Es muss unser aller Aufgabe sein – das wurde Frau Rashid in der Anhörung von mehreren Abgeordneten versprochen –, die Zustände zu ändern, die in den hessischen Flüchtlingsunterkünften herrschen.

Herr Burcu und Herr Bocklet haben gesagt, dass die Stadt Frankfurt eigentlich Mindeststandards festgelegt habe, die aber in der Unterkunft Bonames nicht eingehalten wurden, keine Wirkung hatten. Daraus zogen beide Herren den Schluss, dass Mindeststandards, die das Land formuliert, ebenfalls nichts bringen würden. Hier stellt sich mir die Frage, Herr Burcu: Ist das eigentlich ein Ergebnis Ihrer Unwissenheit, oder ist das purer Zynismus? Anscheinend wissen Sie nicht, dass Ihr grüner Minister als Leiter der Fachaufsichtsbehörde, des Ministeriums, für Frankfurt – damit auch für Bonames – und für Wiesbaden zuständig ist? Wenn Sie jetzt sagen, Frankfurt habe zwar Mindeststandards vorgegeben, das habe aber nicht funktioniert, dann ist das trotzdem ein Versagen des grün geführten Ministeriums, weil es die Fachaufsicht über die Einrichtungen in Frankfurt hat.

(Zuruf Taylan Burcu (BÜNDNIS 90/DIE GRÜNEN))

Das grün geführte Ministerium ist zuständig und trägt die Verantwortung, weil es die Fachaufsichtsbehörde ist. Diese Aufsicht wurde offenbar nicht wahrgenommen.

(Zuruf Felix Martin (BÜNDNIS 90/DIE GRÜNEN))

In dem Sinne haben Sie natürlich recht: Wenn Sie Mindeststandards einführen,

Präsident Boris Rhein:

Frau Kollegin, Sie müssten zum Ende kommen.

Saadet Sönmez (DIE LINKE):

aber nicht überprüfen, ob sie auch eingehalten werden, dann bringen Mindeststandards wirklich nichts.

Bezüglich der Unterbringung in Gemeinschaftsunterkünften wurde schon erwähnt, dass Hessen im Vergleich unter den Ländern den vorletzten oder gar den letzten Platz einnimmt.

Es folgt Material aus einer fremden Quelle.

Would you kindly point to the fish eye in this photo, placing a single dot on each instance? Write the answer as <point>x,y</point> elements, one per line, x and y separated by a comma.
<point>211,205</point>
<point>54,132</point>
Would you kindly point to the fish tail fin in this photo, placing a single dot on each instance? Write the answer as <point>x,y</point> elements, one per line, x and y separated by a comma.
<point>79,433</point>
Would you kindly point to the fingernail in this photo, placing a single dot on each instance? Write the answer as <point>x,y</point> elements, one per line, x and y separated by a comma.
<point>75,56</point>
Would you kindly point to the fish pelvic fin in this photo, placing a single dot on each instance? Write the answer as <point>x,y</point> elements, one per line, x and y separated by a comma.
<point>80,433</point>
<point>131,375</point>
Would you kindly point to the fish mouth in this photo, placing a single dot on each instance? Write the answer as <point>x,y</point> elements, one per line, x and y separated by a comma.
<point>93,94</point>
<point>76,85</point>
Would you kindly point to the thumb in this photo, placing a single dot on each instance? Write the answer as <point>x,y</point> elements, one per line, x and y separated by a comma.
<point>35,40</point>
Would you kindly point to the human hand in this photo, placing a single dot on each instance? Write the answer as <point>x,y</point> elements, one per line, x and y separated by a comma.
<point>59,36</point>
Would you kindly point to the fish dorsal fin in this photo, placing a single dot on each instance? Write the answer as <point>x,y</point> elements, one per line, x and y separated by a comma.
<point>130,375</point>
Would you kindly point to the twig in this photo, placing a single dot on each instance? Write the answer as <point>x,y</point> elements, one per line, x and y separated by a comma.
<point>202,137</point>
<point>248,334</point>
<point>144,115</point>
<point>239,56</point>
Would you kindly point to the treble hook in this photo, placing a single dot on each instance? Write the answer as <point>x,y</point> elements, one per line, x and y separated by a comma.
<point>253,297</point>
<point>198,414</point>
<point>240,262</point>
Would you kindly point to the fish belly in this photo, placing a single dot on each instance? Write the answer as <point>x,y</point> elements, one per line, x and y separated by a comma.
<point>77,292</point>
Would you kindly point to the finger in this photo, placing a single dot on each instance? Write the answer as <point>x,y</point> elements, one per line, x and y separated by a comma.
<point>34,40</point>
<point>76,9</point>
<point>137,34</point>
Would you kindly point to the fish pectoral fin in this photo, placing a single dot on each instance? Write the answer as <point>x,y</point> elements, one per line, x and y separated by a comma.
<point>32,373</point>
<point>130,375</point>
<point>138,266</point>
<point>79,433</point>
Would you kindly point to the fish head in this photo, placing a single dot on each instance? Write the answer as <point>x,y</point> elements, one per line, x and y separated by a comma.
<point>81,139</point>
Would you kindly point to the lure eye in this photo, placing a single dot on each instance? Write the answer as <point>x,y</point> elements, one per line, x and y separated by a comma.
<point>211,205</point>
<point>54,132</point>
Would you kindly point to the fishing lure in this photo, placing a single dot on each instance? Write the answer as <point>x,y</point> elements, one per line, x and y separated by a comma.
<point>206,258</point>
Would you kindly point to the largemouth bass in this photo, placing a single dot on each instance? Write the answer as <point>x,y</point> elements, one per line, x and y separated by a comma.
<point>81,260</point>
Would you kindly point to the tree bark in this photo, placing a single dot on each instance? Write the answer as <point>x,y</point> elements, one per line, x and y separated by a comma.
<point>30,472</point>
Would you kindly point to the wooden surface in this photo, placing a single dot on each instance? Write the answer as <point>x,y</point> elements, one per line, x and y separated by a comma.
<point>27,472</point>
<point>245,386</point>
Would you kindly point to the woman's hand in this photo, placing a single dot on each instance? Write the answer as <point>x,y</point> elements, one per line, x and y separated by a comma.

Das verdeutlicht uns noch einmal, dass wir mehr Wohnraum in Hessen brauchen, vor allem in den Ballungsgebieten. Daher brauchen wir eine Wohnraumoffensive. Das würde übrigens auch anderen Teilen der Bevölkerung zugutekommen.

In diesem Sinne gebe ich Ihnen die letzte Gelegenheit, Ihren Gesetzentwurf zu überarbeiten, und beantrage ebenfalls die dritte Lesung.